Sunday, April 24, 2011

Using Dumbo to connect Cascading and Python

This post describes how I use Dumbo to allow me to combine code written in python with Cascading. I want to use Cascading to express complicated work flows which can then be scheduled as a series of map-reduce jobs. Dumbo 0.21 added support for expressing jobs as DAGs; which partially addresses one of my main reasons for using Cascading. Cascading, however, also supports operations like merging tuple streams which is a big requirement for the types of work flows I create. Finally, I want to use Python because I think its an ideal, high-level, language for rapidly prototyping and implementing the operations that I use in my work flows.

My starting point was Nate Murray's post which showed how to integrate a Hadoop Streaming Job into Cascading.
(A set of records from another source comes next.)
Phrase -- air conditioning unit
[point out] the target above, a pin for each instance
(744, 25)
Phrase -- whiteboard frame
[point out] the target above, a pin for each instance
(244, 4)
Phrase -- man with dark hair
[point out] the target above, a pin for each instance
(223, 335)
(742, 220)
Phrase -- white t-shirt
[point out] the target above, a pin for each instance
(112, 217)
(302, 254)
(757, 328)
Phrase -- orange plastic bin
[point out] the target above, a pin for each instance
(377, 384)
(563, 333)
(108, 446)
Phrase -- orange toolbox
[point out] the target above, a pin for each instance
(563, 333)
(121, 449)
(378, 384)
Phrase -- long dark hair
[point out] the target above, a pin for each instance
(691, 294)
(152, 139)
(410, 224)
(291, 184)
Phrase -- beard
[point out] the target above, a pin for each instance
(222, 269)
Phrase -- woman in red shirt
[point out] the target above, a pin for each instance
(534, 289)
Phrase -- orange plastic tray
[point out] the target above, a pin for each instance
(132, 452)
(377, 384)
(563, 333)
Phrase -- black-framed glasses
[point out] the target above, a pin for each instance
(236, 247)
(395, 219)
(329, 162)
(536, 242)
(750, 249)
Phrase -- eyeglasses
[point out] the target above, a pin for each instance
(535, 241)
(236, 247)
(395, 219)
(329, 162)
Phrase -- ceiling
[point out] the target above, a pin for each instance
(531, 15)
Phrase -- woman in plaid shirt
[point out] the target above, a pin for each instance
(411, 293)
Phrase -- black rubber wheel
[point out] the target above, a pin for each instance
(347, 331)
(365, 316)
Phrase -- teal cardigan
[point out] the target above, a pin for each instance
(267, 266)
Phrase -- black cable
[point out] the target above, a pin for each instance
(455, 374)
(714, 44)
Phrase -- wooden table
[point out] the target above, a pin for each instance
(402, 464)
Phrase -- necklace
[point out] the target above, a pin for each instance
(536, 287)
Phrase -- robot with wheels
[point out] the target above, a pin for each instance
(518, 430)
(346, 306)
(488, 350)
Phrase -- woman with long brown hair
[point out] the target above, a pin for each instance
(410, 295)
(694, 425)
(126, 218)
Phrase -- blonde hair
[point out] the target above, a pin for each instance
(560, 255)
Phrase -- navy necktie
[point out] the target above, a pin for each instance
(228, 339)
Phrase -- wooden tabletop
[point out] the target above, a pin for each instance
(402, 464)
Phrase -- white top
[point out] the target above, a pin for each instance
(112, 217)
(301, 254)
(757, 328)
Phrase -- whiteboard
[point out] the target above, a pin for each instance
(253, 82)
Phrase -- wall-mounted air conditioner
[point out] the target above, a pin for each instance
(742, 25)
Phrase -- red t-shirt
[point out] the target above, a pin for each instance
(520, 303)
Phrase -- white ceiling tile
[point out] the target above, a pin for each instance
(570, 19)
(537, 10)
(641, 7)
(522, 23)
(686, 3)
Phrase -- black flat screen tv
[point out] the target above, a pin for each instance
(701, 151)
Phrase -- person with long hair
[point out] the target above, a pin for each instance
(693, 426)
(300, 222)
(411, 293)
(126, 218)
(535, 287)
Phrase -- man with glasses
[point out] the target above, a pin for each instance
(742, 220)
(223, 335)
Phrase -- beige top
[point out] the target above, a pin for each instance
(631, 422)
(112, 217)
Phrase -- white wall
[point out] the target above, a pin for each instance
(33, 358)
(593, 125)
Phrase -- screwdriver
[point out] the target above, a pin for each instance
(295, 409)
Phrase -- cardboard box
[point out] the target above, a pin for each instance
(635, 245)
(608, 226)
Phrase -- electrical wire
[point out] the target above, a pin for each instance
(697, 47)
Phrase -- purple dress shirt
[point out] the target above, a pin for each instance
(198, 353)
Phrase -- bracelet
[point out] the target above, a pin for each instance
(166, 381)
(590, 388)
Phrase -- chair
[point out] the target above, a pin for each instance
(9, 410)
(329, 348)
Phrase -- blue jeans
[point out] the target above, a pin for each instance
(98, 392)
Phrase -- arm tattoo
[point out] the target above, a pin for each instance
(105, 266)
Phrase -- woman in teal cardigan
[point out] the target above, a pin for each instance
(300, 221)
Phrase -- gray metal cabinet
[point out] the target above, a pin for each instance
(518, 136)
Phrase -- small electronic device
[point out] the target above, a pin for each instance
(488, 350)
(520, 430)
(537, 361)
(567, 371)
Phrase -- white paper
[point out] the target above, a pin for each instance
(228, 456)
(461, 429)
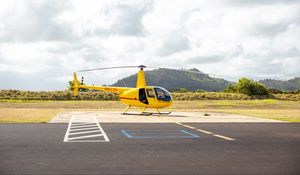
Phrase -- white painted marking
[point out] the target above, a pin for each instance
(83, 137)
(223, 137)
(84, 132)
(86, 127)
(206, 132)
(83, 129)
(83, 126)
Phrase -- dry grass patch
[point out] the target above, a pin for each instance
(281, 114)
(21, 115)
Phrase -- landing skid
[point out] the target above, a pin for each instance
(145, 113)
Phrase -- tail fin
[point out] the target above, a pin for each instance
(76, 85)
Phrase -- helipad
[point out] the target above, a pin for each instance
(187, 117)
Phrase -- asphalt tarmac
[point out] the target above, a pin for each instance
(255, 148)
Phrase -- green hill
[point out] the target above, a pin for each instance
(288, 85)
(175, 79)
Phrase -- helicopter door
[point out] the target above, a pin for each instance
(142, 96)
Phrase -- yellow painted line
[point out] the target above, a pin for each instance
(223, 137)
(206, 132)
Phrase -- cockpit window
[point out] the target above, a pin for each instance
(162, 94)
(150, 93)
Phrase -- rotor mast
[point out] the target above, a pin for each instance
(141, 81)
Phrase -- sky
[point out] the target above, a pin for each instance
(42, 42)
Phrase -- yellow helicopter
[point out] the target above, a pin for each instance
(142, 96)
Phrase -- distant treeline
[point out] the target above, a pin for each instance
(103, 96)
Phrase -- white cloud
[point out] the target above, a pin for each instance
(43, 42)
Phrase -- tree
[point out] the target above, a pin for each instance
(182, 90)
(71, 87)
(230, 89)
(250, 87)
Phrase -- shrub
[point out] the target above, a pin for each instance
(250, 87)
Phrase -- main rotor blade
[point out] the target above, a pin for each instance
(117, 67)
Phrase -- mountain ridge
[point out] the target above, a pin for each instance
(193, 79)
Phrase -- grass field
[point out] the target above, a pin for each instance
(18, 111)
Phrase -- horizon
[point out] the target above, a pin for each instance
(43, 42)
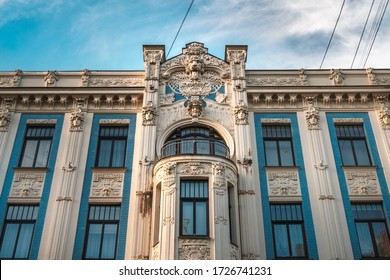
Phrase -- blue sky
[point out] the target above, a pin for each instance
(40, 35)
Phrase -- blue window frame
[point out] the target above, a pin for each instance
(36, 147)
(353, 146)
(288, 231)
(112, 146)
(18, 231)
(278, 145)
(102, 232)
(194, 208)
(372, 231)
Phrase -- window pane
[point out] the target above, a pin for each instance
(346, 152)
(281, 241)
(104, 153)
(296, 240)
(119, 153)
(93, 241)
(381, 239)
(286, 156)
(109, 241)
(29, 153)
(43, 153)
(187, 218)
(361, 152)
(24, 241)
(201, 218)
(9, 240)
(271, 153)
(365, 242)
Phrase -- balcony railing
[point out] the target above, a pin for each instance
(195, 147)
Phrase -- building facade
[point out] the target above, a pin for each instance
(195, 157)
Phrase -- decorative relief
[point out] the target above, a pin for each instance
(276, 121)
(14, 81)
(194, 52)
(5, 119)
(115, 82)
(312, 115)
(361, 183)
(76, 120)
(51, 78)
(192, 249)
(375, 80)
(241, 113)
(85, 78)
(283, 183)
(107, 185)
(194, 168)
(114, 121)
(27, 185)
(337, 77)
(42, 121)
(347, 120)
(149, 114)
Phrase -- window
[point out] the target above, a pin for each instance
(36, 148)
(372, 230)
(288, 231)
(195, 140)
(352, 145)
(102, 232)
(278, 145)
(18, 231)
(194, 208)
(112, 146)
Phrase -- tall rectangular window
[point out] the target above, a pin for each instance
(36, 147)
(18, 231)
(102, 232)
(352, 144)
(112, 146)
(278, 145)
(372, 230)
(194, 208)
(288, 231)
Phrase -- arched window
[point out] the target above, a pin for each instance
(195, 140)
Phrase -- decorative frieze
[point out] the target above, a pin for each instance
(149, 114)
(51, 78)
(194, 249)
(106, 184)
(362, 182)
(283, 184)
(27, 184)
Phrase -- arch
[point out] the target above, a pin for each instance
(221, 130)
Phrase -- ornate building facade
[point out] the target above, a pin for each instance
(195, 157)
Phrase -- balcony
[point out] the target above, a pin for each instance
(195, 147)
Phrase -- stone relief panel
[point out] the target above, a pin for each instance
(283, 183)
(362, 183)
(194, 249)
(107, 185)
(194, 168)
(27, 185)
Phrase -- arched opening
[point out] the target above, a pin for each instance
(200, 140)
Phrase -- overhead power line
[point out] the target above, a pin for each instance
(331, 37)
(376, 32)
(361, 36)
(178, 31)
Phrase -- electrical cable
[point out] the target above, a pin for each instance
(379, 26)
(361, 36)
(178, 31)
(331, 37)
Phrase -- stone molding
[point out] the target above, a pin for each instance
(27, 184)
(107, 184)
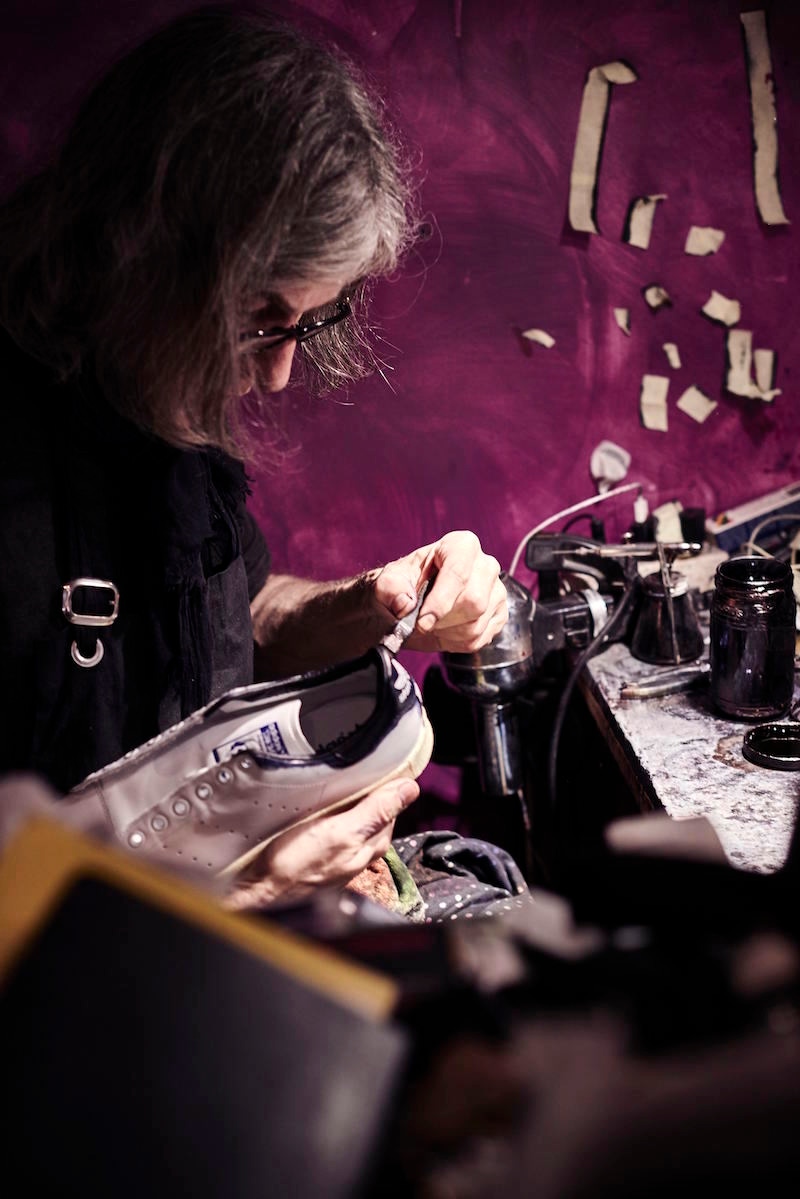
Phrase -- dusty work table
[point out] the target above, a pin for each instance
(678, 755)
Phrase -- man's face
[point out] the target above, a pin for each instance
(283, 307)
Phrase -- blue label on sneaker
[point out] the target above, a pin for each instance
(265, 742)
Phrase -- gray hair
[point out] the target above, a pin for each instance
(222, 156)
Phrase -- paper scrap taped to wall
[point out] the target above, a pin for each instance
(623, 318)
(656, 296)
(673, 355)
(696, 404)
(703, 240)
(721, 309)
(762, 104)
(638, 226)
(741, 362)
(653, 402)
(540, 336)
(585, 158)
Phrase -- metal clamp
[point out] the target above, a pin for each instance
(88, 619)
(78, 618)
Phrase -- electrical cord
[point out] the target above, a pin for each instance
(613, 622)
(567, 512)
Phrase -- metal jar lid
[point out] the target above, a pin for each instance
(776, 746)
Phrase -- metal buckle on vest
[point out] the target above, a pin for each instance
(89, 619)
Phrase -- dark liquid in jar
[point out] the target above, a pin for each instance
(752, 639)
(751, 678)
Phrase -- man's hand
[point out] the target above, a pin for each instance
(328, 850)
(467, 603)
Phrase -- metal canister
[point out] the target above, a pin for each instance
(753, 630)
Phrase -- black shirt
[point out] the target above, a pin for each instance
(85, 493)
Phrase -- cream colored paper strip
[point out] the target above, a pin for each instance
(762, 103)
(585, 158)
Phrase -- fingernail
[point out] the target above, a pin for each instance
(402, 603)
(408, 791)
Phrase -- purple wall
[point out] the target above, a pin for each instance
(481, 429)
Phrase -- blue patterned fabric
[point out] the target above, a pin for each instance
(462, 877)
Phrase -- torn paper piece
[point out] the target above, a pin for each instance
(623, 318)
(656, 296)
(762, 107)
(540, 337)
(739, 380)
(608, 464)
(673, 356)
(764, 371)
(667, 518)
(653, 402)
(696, 404)
(638, 224)
(717, 307)
(588, 143)
(703, 240)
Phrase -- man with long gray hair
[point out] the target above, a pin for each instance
(218, 208)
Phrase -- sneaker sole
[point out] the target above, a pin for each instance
(413, 766)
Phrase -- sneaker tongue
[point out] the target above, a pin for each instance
(274, 735)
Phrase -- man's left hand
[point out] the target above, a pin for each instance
(465, 606)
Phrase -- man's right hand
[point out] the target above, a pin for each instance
(328, 850)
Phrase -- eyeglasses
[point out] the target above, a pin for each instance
(265, 338)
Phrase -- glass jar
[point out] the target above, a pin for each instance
(753, 622)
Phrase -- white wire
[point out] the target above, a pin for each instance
(567, 512)
(780, 518)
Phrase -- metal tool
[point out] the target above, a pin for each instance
(666, 682)
(404, 627)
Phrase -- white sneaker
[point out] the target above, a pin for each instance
(211, 791)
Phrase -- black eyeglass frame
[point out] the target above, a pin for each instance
(266, 338)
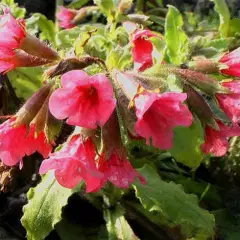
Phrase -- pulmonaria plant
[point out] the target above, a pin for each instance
(142, 101)
(142, 49)
(18, 48)
(231, 63)
(86, 101)
(66, 16)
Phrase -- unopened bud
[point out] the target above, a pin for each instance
(204, 65)
(32, 106)
(124, 5)
(126, 83)
(200, 107)
(70, 64)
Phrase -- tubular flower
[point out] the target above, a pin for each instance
(216, 142)
(142, 49)
(118, 170)
(230, 103)
(65, 16)
(73, 163)
(87, 101)
(19, 141)
(158, 114)
(232, 62)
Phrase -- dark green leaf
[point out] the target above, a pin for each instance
(224, 16)
(38, 22)
(173, 206)
(78, 3)
(176, 39)
(187, 142)
(44, 207)
(117, 225)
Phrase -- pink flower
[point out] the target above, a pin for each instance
(65, 16)
(216, 142)
(19, 141)
(118, 170)
(232, 61)
(142, 49)
(158, 114)
(18, 49)
(73, 163)
(87, 101)
(12, 32)
(230, 103)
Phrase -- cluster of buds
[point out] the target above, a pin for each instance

The limits of this approach are
  1. Data is passed in and out of the python code as as text
  2. You have to parse the fields out of the lines; i.e the data is no longer represented as tuples.

My solution has the following elements:
  1.  We create a customized cascading tap which will encode/decode tuples using Hadoop Typed Bytes 
  2.  We "wrap" our python code using Dumbo so that we can let Dumbo handle converting the typedbytes to native python types.
  3. We setup a cascading streaming job which uses Dumbo to run our Map-Reduce job.

Creating A Cascading Tap For TypedBytes

Update 04-26-2011. There's a problem with  my original code. The source part of the tap doesn't properly set the field names based on the names in the dictionary.

Below is my code for creating a custom tap to read/write typed bytes data.


The tuples are encoded as field name, value pairs. This is space inefficient because the field names are the same for each tuple. Alternatively, we could just encode the values and then use some mechansim external to the sequence file to store the mapping between fields and tuple poisition . I found this latter approach to be to error prone when working on the python side. Its far easier to encode the field names so that in python you get a dictionary when you decode the typed bytes.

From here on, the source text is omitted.